Google announced Wednesday the reopening of its news service in Spain next year after the country amended a law that imposed fees on aggregators such as the US tech giant for using publishers’ content.

Google News to return to Spain after seven-year spat
Google argues its news site drives readers to Spanish newspaper and magazine websites and thus helps them generate advertising revenue.Photo: Kenzo TRIBOUILLARD / AFP

The service closed in Spain in December 2014 after legislation passed requiring web platforms such as Google and Facebook to pay publishers to reproduce content from other websites, including links to their articles that describe a story’s content.

But on Tuesday the Spanish government approved a European Union copyright law that allows third-party online news platforms to negotiate directly with content providers regarding fees.

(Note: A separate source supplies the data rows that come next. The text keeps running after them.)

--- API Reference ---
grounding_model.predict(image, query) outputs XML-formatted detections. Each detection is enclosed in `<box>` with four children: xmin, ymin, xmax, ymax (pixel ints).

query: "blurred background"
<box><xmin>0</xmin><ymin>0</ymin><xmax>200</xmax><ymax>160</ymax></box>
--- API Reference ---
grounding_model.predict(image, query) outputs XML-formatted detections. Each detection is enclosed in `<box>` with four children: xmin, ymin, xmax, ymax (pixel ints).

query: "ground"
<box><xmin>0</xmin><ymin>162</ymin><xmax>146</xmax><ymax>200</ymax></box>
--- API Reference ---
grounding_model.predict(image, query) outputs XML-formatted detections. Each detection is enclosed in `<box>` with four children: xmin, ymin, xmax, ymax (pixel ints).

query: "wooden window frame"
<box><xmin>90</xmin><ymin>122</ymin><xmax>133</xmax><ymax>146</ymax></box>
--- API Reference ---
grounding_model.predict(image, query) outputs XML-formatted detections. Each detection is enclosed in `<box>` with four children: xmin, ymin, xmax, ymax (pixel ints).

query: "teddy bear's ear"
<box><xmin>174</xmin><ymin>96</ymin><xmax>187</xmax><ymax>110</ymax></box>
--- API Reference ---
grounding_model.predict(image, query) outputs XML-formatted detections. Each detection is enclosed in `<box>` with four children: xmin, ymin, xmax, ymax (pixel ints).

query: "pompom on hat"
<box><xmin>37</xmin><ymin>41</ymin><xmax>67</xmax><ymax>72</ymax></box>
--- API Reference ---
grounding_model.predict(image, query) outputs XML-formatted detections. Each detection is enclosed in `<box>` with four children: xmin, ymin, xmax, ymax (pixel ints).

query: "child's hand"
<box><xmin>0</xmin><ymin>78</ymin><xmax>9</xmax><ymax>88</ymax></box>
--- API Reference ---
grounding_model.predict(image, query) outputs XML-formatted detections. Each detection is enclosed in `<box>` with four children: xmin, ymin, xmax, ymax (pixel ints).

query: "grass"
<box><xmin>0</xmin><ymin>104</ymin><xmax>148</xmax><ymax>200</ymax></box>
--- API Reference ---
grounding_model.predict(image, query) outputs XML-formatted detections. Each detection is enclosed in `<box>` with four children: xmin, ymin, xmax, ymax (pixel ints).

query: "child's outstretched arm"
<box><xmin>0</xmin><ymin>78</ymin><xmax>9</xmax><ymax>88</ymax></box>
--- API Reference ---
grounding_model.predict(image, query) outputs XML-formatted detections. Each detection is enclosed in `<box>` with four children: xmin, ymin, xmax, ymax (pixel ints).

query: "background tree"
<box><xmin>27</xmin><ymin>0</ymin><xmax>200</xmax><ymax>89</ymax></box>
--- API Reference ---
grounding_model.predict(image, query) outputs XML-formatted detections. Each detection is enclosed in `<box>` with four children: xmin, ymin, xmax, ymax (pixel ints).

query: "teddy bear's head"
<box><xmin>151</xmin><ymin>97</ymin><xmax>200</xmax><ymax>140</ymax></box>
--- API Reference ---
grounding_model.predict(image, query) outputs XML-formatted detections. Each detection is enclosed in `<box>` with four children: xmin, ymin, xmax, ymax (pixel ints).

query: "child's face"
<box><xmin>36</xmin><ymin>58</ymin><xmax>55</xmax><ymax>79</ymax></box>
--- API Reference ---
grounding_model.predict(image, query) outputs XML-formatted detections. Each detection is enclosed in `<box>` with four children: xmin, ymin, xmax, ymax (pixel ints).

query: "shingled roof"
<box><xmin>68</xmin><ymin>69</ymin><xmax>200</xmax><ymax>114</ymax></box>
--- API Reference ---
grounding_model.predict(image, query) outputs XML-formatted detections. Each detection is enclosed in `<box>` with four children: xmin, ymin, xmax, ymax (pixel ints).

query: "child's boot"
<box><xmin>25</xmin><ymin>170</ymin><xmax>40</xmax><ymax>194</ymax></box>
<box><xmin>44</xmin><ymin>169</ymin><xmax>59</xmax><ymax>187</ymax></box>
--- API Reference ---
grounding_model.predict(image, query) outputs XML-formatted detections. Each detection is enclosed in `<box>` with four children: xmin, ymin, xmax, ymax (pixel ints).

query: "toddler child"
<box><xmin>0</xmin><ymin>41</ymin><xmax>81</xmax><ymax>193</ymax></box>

This means Google no longer has to pay a fee to Spain’s entire media industry and can instead negotiate fees with individual publishers.

Writing in a company blog post on Wednesday, Google Spain country manager Fuencisla Clemares welcomed the government move and announced that as a result “Google News will soon be available once again in Spain”.

“The new copyright law allows Spanish media outlets — big and small — to make their own decisions about how their content can be discovered and how they want to make money with that content,” she added.

“Over the coming months, we will be working with publishers to reach agreements which cover their rights under the new law.”

News outlets struggling with dwindling print subscriptions have long seethed at the failure of Google particularly to pay them a cut of the millions it makes from ads displayed alongside news stories.

Google argues its news site drives readers to newspaper and magazine websites and thus helps them generate advertising revenue and find new subscribers.